ISSN: 2379-1764
+44 1223 790975
Research Article - (2023)Volume 11, Issue 2
According to World Health Organization (WHO) Heart diseases are the major cause of death all across the globe, estimating about 17.9 million lives (32% of overall deaths) each year. This group of disorder includes coronary heart disease, cerebrovascular disease, rheumatic heart disease and other conditions. The most of the daily activity behavioural risk factors of heart disease and stroke includes unbalanced diet, physical inactivity, inertness, consumption of tobacco and alcohol. These risk factors may show up among people as raised blood pressure, raised blood sugar level, raised blood lipids and obesity. These intermediate risks factors can be measured in primary care facilities and helps in indicating increased risk of heart complications such as heart attack, stroke, heart failure.
As a traditional method, detection of disease is done by a doctor based on the laboratory test reports. This process involves consultation with multiple doctors by the patient in order to decrease the human error coefficient which not only costs a lot of money but also takes huge time. As a solution to solve this problem, various machine learning based techniques are used to provide non-invasive solutions. In this paper, we propose to use such machine techniques which can be used to check whether a patient has some kind of heart disease or not. We evaluate our approach on several benchmark datasets and show that it outperforms existing state-of-the-art and makes significant contribution.
Machine learning; Heart diesase detection; Naive bayes; Decision tree; KNN; Support vector machine
One of the leading causes of death worldwide in humans is heart disease which occurs due to inability of heart to push required amount of fresh oxidized blood to the overall body. Hence, it is very important to check the death rate by identifying the disease correctly at a very initial stage. Major symptoms that a heart patient faces are weakness of the body, shortness of breath and swollen feet [1]. Although there have been existing methods that identifies the same but their complexity is one of the biggest reasons which affect the standard of life as well as mortality rate in some of the developed states in the world. Hence some enhanced techniques are required that can help patients in living their daily life activities. The conventional/ invasive methods for detecting coronary artery diseases are regulated through examination of patient’s medical records but it is not an effective method to diagnose the same [2].
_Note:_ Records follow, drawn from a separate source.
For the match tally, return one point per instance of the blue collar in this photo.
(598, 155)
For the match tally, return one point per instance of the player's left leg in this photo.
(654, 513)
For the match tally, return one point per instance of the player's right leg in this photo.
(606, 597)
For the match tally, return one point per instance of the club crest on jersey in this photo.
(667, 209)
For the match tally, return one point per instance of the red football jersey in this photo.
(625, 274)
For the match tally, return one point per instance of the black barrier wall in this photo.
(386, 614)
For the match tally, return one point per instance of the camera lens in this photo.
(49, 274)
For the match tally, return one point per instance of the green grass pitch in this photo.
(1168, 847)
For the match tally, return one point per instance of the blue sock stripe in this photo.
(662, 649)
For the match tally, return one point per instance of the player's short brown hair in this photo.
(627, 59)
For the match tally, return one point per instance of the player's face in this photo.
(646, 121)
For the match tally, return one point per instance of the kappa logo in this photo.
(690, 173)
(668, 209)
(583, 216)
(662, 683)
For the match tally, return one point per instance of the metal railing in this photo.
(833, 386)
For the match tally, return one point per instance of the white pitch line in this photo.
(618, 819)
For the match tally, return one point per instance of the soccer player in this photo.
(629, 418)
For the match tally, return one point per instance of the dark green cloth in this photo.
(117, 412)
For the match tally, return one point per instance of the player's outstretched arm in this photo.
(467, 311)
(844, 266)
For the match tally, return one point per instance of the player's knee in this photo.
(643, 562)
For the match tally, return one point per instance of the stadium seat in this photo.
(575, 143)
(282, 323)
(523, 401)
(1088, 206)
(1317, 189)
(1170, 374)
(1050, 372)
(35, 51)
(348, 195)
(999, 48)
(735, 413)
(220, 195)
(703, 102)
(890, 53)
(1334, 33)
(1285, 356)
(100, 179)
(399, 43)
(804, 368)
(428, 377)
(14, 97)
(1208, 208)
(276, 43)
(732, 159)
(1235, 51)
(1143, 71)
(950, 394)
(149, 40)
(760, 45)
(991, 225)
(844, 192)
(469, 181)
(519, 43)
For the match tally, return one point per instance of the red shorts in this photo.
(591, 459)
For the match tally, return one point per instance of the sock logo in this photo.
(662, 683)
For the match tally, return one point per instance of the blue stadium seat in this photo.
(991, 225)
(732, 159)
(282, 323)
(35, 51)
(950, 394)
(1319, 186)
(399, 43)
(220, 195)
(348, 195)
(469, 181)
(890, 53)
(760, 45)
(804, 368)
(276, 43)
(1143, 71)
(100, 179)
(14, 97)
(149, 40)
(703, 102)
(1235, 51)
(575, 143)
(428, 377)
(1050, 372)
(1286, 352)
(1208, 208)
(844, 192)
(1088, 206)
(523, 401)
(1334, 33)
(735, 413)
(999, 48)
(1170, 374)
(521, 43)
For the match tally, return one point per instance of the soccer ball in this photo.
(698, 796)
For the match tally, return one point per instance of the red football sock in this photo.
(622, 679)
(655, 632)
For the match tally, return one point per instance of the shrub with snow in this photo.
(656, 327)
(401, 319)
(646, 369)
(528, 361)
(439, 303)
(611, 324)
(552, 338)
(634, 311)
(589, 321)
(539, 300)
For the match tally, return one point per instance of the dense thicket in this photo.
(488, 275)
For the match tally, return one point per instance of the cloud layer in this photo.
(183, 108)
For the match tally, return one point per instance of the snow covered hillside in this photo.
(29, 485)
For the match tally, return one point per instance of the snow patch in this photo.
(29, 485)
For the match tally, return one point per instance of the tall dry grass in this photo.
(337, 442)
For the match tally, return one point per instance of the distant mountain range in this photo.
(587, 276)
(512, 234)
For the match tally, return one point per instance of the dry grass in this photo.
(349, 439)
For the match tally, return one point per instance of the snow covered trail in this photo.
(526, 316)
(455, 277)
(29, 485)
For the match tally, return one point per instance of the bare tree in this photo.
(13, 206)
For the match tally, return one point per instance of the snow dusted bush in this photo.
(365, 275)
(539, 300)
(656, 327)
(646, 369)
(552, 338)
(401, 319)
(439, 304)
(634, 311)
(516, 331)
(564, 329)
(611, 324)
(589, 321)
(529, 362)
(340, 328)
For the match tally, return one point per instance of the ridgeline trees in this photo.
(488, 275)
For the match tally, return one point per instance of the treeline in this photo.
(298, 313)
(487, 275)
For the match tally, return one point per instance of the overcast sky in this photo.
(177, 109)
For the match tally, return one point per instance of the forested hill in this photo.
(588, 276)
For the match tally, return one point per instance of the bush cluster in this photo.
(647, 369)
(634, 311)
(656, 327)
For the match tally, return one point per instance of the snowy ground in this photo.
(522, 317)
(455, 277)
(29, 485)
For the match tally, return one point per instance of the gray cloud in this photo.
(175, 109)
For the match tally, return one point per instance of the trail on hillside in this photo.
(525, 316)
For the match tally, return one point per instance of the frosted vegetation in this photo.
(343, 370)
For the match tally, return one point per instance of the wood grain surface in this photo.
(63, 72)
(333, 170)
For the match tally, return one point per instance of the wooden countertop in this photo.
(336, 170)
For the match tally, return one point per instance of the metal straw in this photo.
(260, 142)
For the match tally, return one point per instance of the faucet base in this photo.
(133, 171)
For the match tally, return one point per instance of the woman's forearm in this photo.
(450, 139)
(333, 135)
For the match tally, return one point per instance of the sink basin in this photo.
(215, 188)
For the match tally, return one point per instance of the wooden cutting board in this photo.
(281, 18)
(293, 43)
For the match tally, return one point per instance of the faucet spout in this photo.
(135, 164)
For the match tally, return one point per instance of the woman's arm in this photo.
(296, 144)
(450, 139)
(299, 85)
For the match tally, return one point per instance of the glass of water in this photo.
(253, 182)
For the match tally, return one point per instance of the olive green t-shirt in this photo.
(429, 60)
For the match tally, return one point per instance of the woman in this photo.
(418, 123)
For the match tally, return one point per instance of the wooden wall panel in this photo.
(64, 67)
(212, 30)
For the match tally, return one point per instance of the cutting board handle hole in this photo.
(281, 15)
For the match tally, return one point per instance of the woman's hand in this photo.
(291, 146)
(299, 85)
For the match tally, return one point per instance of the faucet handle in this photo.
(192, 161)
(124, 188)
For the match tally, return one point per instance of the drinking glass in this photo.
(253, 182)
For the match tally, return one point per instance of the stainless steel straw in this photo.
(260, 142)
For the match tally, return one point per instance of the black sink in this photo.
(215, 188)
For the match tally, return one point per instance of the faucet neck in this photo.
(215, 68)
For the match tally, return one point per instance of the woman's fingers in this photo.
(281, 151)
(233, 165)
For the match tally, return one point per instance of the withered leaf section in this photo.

As an advanced approach, we can use data mining technologies to uncover an understanding from the datasets. This discovered knowledge can then be used by the healthcare personnels to improve the quality of service. The main goal of this paper is to assist the task of doctors by providing a tool that can detect a disease at an early stage and will help in providing an effective treatment as per the need and avoid severe consequences. Machine learning in this plays a very important role by detecting the hidden discontinuous patterns and thereby analyzing the given data [3]. This paper presents performance analysis of various machine learning techniques such as Naive bayes, decision tree, logistic regression and random forest for predicting heart disease at an early stage. The main objective of this paper on effective heart disease detection using machine learning techniques is to develop a system which will be simple and easy to use, as here one must provide the patient’s medical details and based on the features extracted, the algorithm will then detect the heart disease at an early stage [4].
Algorithms
Naive bayes algorithm: It is a type of supervised learning algorithm, which is established on the basis Bayes theorem and is highly used for solving different classification problems. Basically, it is described on the basis of two words i.e. Naive and Bayes [5]:
Naive: It is called Naïve because it presumes that the occurrence of one trait is unrelated to the occurrence of other features, it is known as naive. Such as if the vegetable is identified on the bases of color, shape and taste, then red, spherical, and sour vegetable is recognized as a tomato. Hence each feature individually contributes to identify that an attribute value on a given class is independent of the values of other attributes [6].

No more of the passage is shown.